No hay avance en el juicio político contra Gabino Cué

Francisco Vásquez

No hay avance en el juicio político contra Gabino Cué

La malversación de recursos públicos por más de 30 mil millones de pesos durante el sexenio del exgobernador de Oaxaca, Gabino Cué Monteagudo, de 2010 a 2016 continúa impune, hasta la fecha ni el gobierno del estado, ni el Congreso local o el Órgano Superior de Fiscalización del Estado de Oaxaca (OSFE) han emprendido acciones concretas para esclarecer este desfalco que dejó a la entidad en crisis y castigar a los responsables.

El 3 de mayo de 2017, integrantes del Consejo Ciudadano Contra la Corrupción y la Impunidad, integrado por Alejandro Cruz Pimentel, Amira Cruz y el entonces senador de la república por Oaxaca, Ángel Benjamín Robles Montoya, iniciaron un juicio político contra Gabino Cué en el Congreso de Oaxaca, a efecto de que el exgobernador enfrente a la justicia y responda a las acusaciones que hay en su contra.

Desde el inicio, el proceso de juicio político ha sido inconsistente, pues el OSFE no ha presentado el desglose de los ejercicios fiscales de la administración de Cué, así lo dio a conocer a los medios de comunicación María de Jesús Melgar Vásquez, presidenta de la Comisión Instructora de la LXIII Legislatura del Congreso local.

También dijo que el proceso de juicio está en la etapa probatoria, esperando se desahoguen las pruebas de las partes involucradas, ya que fue hasta el 31 de enero de 2018 que Gabino Cué a través de su abogado recibió la demanda, asimismo, mencionó que están a la espera que el OSFE entregue la documentación detallada sobre los ejercicios fiscales de los años 2012, 2013, 2014 y 2015.

Este desglose fiscal es una de las pruebas principales para demostrar si Gabino Cué cometió o no desvío de recursos, actualmente los diputados locales se encuentran en receso que inició el 15 de abril, el cual concluirá el 1 de julio y hasta entonces se verá si hay disposición de darle agilidad al asunto.

Cabe mencionar que un juicio político es el derecho que todo ciudadano tiene para llamar a cuentas a los servidores públicos corruptos y consiste en sancionar a todo aquel funcionario que en el ejercicio de las responsabilidades gubernamentales conferidas, incurran en actos y omisiones que afecten y perjudiquen los intereses públicos fundamentales, lo que se puede lograr con el juicio político es la destitución del funcionario público que haya violado la ley, la destitución o inhabilitación para ocupar otro cargo.

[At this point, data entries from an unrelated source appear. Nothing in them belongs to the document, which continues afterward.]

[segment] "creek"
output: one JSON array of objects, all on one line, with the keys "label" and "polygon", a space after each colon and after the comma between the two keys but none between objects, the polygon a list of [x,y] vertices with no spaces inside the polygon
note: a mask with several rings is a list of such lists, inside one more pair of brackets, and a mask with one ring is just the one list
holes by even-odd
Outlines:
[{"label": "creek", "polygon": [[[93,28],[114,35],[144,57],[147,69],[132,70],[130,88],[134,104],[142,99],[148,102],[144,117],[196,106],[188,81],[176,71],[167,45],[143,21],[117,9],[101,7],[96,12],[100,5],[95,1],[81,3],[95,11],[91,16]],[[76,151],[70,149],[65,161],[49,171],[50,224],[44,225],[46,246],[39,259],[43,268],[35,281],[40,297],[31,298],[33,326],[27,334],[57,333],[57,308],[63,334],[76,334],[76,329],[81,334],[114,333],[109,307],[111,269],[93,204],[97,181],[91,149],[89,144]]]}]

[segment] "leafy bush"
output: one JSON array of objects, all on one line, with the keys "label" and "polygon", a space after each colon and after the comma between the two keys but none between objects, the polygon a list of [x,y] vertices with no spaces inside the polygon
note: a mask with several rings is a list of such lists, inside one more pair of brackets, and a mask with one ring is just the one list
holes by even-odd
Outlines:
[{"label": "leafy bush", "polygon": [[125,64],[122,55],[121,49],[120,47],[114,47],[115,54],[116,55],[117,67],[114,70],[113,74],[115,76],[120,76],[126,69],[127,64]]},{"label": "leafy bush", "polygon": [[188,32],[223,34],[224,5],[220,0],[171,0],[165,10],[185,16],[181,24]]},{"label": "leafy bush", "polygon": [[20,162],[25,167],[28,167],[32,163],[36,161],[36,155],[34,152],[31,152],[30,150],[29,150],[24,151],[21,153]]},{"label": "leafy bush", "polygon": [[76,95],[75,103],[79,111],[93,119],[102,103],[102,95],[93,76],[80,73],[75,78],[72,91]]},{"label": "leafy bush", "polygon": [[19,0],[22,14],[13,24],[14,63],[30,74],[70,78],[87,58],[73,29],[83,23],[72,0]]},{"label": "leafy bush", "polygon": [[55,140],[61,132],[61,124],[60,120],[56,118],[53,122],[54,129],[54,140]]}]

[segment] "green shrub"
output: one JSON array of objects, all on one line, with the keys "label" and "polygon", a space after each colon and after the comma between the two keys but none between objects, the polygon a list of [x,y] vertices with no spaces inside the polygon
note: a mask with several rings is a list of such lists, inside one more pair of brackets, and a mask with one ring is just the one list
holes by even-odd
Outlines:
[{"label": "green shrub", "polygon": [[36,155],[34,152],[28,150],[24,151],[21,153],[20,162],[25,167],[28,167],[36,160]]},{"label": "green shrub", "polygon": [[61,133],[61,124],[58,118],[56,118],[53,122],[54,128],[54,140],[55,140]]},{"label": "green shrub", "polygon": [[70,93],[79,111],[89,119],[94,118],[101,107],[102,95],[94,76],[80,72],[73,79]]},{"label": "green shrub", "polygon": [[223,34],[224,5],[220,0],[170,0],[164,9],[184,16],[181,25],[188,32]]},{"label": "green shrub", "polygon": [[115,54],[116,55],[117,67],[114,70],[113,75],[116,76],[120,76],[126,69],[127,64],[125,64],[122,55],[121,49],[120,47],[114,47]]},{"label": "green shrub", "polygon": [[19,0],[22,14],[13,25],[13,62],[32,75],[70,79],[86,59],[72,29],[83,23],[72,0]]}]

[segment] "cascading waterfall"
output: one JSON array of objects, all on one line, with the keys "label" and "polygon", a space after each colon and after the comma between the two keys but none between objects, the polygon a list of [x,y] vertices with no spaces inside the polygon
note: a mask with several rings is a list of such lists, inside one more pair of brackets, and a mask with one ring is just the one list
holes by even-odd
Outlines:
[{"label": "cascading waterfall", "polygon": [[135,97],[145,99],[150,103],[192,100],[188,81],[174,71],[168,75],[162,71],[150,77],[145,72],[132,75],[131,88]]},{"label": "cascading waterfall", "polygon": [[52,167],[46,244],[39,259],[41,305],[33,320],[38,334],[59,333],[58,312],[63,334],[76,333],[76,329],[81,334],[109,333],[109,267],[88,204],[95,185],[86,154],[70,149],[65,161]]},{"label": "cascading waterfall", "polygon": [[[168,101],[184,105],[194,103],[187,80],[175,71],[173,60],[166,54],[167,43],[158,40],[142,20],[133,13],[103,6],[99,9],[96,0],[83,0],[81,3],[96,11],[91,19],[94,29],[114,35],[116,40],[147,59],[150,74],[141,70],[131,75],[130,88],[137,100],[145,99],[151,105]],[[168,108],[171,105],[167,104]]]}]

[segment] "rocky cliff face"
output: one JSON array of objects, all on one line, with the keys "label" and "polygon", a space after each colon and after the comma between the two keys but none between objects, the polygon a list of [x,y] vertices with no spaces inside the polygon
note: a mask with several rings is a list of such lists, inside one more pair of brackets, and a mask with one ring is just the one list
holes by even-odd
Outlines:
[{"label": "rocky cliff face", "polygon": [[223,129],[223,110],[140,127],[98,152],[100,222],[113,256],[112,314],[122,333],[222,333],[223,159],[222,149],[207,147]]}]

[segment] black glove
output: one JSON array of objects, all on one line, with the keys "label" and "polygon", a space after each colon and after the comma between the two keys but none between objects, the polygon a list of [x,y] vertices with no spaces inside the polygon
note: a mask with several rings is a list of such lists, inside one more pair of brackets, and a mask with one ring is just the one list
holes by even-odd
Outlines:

En este contexto, en días pasados, Jorge Emilio Iruegas Álvarez, fiscal anticorrupción de Oaxaca, acusó a Rubén Vasconcelos Méndez, fiscal general de estado, de robar información de la Fiscalía Especializada en Materia de Combate a la Corrupción para proteger a Gabino Cué y a su equipo de colaboradores como son, Germán Tenorio, Alberto Vargas Varela, Netzahualcóyotl Salvatierra y Jorge Castillo.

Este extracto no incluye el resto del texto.